Приказ № 227, содержание которого можно было выразить весьма лаконично: «Ни шагу назад!» или «Стоять насмерть!» — запрещал фактически любое отступление, что всецело соответствовало убеждениям Аникушина, и в споре с капитаном, дважды краснознаменцем, он более всего упирал на это основоположение. Однако тот в ответ резонно говорил, что в армии надлежит выполнять последний конкретный приказ, даже если он противоречит всем предыдущим, и что их дело не рассуждать, за них думает начальство, а они всего лишь исполнители.
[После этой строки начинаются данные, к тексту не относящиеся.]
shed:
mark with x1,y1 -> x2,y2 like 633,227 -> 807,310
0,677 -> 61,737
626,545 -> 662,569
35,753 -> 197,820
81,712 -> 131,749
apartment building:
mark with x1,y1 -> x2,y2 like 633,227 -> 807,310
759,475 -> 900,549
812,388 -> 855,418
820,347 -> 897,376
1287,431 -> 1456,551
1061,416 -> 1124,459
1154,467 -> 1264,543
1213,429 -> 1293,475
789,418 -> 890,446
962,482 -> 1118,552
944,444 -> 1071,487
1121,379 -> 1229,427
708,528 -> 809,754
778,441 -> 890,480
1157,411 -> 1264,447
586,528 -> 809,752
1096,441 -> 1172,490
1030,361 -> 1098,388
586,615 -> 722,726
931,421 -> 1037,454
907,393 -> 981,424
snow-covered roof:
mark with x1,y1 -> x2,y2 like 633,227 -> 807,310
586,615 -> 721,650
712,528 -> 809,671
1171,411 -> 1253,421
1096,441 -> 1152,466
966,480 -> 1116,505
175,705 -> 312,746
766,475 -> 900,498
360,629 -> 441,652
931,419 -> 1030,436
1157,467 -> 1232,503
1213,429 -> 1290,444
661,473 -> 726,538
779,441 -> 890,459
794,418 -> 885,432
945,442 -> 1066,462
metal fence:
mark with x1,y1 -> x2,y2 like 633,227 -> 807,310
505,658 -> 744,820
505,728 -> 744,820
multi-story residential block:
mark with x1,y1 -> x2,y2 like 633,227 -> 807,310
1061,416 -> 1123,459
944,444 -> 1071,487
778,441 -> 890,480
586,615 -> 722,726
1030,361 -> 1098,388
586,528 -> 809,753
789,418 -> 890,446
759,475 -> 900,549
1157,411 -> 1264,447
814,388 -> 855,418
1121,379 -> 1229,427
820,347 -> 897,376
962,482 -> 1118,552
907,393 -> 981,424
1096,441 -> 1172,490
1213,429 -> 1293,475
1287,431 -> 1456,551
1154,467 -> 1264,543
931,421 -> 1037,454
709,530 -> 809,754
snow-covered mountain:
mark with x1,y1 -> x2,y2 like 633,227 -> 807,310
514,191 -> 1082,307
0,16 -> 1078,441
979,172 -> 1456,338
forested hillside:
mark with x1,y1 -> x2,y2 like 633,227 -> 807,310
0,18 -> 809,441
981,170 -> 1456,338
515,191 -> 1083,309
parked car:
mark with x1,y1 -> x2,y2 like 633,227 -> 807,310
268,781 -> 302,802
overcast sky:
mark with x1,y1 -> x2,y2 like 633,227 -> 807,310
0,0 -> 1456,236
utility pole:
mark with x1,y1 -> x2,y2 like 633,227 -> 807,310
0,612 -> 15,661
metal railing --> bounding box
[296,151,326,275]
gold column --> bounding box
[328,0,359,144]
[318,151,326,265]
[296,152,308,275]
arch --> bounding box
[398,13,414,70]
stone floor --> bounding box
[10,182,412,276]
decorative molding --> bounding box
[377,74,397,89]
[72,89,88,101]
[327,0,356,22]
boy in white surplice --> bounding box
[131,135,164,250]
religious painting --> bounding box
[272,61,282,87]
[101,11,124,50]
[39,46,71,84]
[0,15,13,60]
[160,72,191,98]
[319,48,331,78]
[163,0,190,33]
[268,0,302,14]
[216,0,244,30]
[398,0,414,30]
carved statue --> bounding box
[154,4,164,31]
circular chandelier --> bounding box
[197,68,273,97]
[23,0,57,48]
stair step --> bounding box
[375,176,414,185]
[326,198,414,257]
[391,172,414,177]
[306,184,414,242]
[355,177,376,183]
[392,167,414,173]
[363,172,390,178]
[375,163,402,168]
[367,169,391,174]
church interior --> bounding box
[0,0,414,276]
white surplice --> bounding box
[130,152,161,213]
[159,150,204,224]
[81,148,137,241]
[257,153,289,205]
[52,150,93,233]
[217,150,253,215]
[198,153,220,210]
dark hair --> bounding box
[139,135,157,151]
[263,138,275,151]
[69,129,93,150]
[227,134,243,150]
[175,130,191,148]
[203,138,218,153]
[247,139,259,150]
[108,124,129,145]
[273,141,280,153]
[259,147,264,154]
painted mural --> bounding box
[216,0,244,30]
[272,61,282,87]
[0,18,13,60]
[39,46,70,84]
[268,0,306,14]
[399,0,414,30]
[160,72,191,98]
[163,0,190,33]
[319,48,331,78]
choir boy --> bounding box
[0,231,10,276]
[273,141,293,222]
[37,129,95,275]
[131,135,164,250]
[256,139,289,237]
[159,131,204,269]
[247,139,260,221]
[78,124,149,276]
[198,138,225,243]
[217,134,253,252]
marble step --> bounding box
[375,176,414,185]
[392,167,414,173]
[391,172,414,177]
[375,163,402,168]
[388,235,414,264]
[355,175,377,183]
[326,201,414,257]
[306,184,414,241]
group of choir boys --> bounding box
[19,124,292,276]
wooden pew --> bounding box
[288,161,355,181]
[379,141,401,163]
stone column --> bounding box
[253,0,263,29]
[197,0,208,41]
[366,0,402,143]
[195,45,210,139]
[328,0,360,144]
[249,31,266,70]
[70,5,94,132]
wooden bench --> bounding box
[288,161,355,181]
То, что Аникушин настаивал на получении из дивизии официального документа с двумя подписями и печатью, было с его стороны, в условиях полного окружения, не более чем предлогом — он знал, что сделать это невозможно. Он не был ни бюрократом, ни формалистом, но и сам способ передачи совершенно секретного приказания об отступлении — открытым текстом по радио — вызвал у него несогласие и сомнения, на что капитан разумно и вполне обоснованно заметил, что при окружении превосходящими силами противника шифры положено немедленно уничтожать, в штабе это обстоятельство учли и все предусмотрели.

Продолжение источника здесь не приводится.